Machine learning interatomic potential can infer electrical response
Peichen Zhong, Dongjin Kim, Daniel S. King, Bingqing Cheng
TL;DR
Problem: traditional MLIPs do not inherently predict electrical response. Approach: derive polarization $P$ and Born effective charges $Z^*$ from LES latent charges learned from energies and forces, enabling external-field MD without charge/polarization training and enabling conductivity and IR predictions. Key contributions: validated on water, superionic water, and PbTiO3, achieving IR spectra in agreement with experiment, ionic conductivity comparable to DFT, and a $P$-$\mathcal{E}$ hysteresis loop with correct BECs; links LES charges to physical $q$ via $q = \sqrt{\epsilon_\infty}\, q^{les}$. Significance: extends MLIPs to predict electric-field-driven processes at scale for electrolytes, electrochemical interfaces, piezoelectrics and ferroelectrics.
Abstract
Modeling the response of material and chemical systems to electric fields remains a longstanding challenge. Machine learning interatomic potentials (MLIPs) offer an efficient and scalable alternative to quantum mechanical methods but do not by themselves incorporate electrical response. Here, we show that polarization and Born effective charge (BEC) tensors can be directly extracted from long-range MLIPs within the Latent Ewald Summation (LES) framework, solely by learning from energy and force data.

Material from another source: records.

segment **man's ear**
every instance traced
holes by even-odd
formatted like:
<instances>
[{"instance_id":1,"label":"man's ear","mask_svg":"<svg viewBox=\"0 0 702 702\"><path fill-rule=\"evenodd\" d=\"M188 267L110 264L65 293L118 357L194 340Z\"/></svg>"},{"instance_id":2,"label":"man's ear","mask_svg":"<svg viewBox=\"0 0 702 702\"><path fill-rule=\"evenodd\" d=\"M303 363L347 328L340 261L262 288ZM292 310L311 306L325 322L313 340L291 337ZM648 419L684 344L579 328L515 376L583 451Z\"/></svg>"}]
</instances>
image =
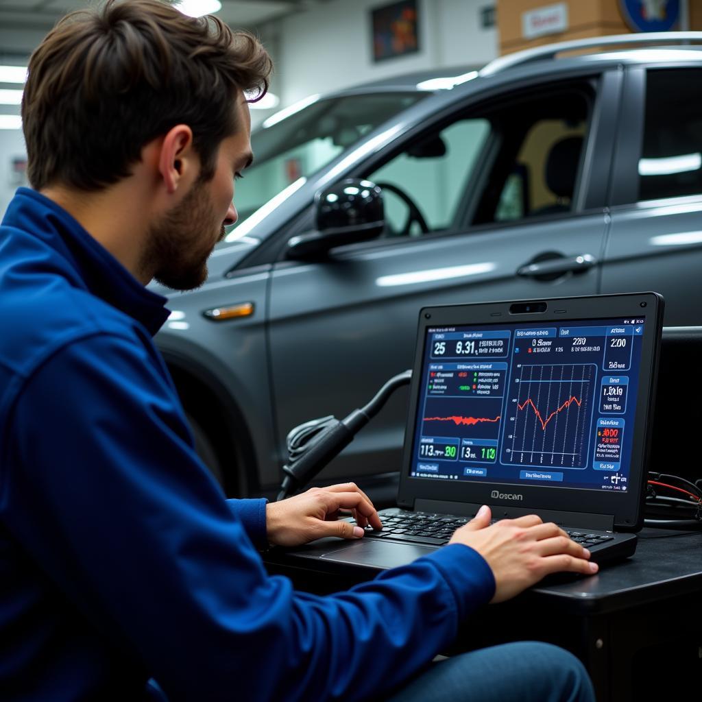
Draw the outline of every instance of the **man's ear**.
<instances>
[{"instance_id":1,"label":"man's ear","mask_svg":"<svg viewBox=\"0 0 702 702\"><path fill-rule=\"evenodd\" d=\"M159 156L159 172L169 194L181 183L194 180L199 159L192 148L192 130L187 124L176 124L168 132Z\"/></svg>"}]
</instances>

Using this approach, we predict the infrared spectra of bulk water under zero or finite external electric fields, ionic conductivities of high-pressure superionic ice, and the phase transition and hysteresis in ferroelectric PbTiO$_3$ perovskite. This work thus extends the capability of MLIPs to predict electrical response--without training on charges or polarization or BECs--and enables accurate modeling of electric-field-driven processes in diverse systems at scale.